Katma Değer Vergisi Kanununun 1'inci maddesinin 1'inci fıkrasında, ticari, sınai, zirai, faaliyet ve serbest meslek faaliyeti çerçevesinde yapılan teslim ve hizmetlerin katma değer vergisine tabi olduğu; Gelir Vergisi Kanununun 82'nci maddesinin olay tarihinde yürürlükte bulunan 5' inci fıkrasında da gerçek usulde vergiye tabi mükelleflerin terk ettikleri kazançların arızi kazanç olduğu hükme bağlanmış olup, buna göre, mal teslimi dolayısıyla elde edilen kazancın arızi kazanç sayılarak Katma Değer Vergisi Kanununun dışında tutulabilmesi için, teslimin işin terkinden sonraki tarihte gerçekleşmiş olması gerekmektedir.
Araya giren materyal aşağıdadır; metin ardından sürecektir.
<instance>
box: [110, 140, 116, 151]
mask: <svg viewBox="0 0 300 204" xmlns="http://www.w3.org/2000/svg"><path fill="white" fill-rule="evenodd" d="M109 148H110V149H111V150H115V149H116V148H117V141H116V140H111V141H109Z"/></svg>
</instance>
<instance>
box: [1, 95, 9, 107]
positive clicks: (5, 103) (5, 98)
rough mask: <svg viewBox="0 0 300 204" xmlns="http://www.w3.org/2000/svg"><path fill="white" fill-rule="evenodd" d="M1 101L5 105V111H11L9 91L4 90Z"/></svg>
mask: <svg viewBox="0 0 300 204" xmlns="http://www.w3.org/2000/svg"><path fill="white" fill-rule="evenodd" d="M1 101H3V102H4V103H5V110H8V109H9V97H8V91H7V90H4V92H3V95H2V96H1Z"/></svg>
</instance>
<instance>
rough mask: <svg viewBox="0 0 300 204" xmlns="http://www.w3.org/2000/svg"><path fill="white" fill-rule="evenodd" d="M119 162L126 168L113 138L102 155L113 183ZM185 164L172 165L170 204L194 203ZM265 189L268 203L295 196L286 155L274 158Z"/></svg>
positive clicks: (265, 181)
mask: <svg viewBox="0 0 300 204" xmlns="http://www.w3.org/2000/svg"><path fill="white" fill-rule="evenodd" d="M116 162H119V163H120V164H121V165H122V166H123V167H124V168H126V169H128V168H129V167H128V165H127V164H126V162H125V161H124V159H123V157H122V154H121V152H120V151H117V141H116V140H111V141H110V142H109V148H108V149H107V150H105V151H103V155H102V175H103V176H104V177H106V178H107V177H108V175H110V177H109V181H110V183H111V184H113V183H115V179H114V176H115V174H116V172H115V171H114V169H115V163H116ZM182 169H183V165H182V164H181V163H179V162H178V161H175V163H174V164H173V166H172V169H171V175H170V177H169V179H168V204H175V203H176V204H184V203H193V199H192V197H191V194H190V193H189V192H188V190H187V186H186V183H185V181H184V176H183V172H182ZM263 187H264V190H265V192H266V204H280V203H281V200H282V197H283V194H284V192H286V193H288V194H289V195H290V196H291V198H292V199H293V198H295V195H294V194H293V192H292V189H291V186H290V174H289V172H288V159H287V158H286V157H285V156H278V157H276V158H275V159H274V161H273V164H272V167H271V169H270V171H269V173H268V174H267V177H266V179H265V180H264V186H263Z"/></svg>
Dosyanın incelenmesinden, davacının nakliyecilik faaliyetinde kullandığı aracı 27.10.1998 tarihinde noter senedi ile satarak 19.11.1998 tarihli dilekçesi ile de, faaliyetini 27.10.1998 tarihinde terk ettiğini bildirdiği; Ekim/1998 dönemi katma değer vergisi beyannamesinde matrah olarak, aracın satış bedelini gösterdiği; bu bedelin idarece emsaline nazaran düşük bulunması üzerine de takdir komisyonunca takdir edilen matrah üzerinden dava konusu işlemin tesis edildiği anlaşılmıştır. Aracın satışının, nakliyecilik faaliyeti ile ilgili mükellefiyet kaydının silinmesinden önce olması sebebiyle, anılan satıştan elde edilen kazancın Gelir Vergisi Kanununun 82'nci maddesinin anılan 2'nci fıkrasında tanımlanan arızi kazanç niteliğinde olmadığı; ticari faaliyet çerçevesinde elde edildiği açıktır. Nitekim, davacı da söz konusu kazancın ticari niteliğini kabul ederek noter senedinde yazılı satış bedelini ilgili dönem katma değer vergisi beyannamesinde göstermiştir. Esasen, davada da , bu yolda sürülmüş herhangi bir iddia mevcut değildir.
Bu bakımdan, Mahkemece, aracın beyan edilen değerinin emsal değere uygun olup olmadığı incelenerek karar verilmesi gerekirken, açıklanan gerekçeyle hüküm tesisinde isabet görülmemiştir.
Açıklanan nedenlerle, temyiz isteminin kabulüne; mahkeme kararının bozulmasına, bozma kararı üzerine mahkemece yeniden verilecek kararla birlikte yargılama giderleri de hüküm altına alınacağından, bu hususta ayrıca hüküm tesisine gerek bulunmadığına, 16.12.2002 gününde oybirliği ile karar verildi.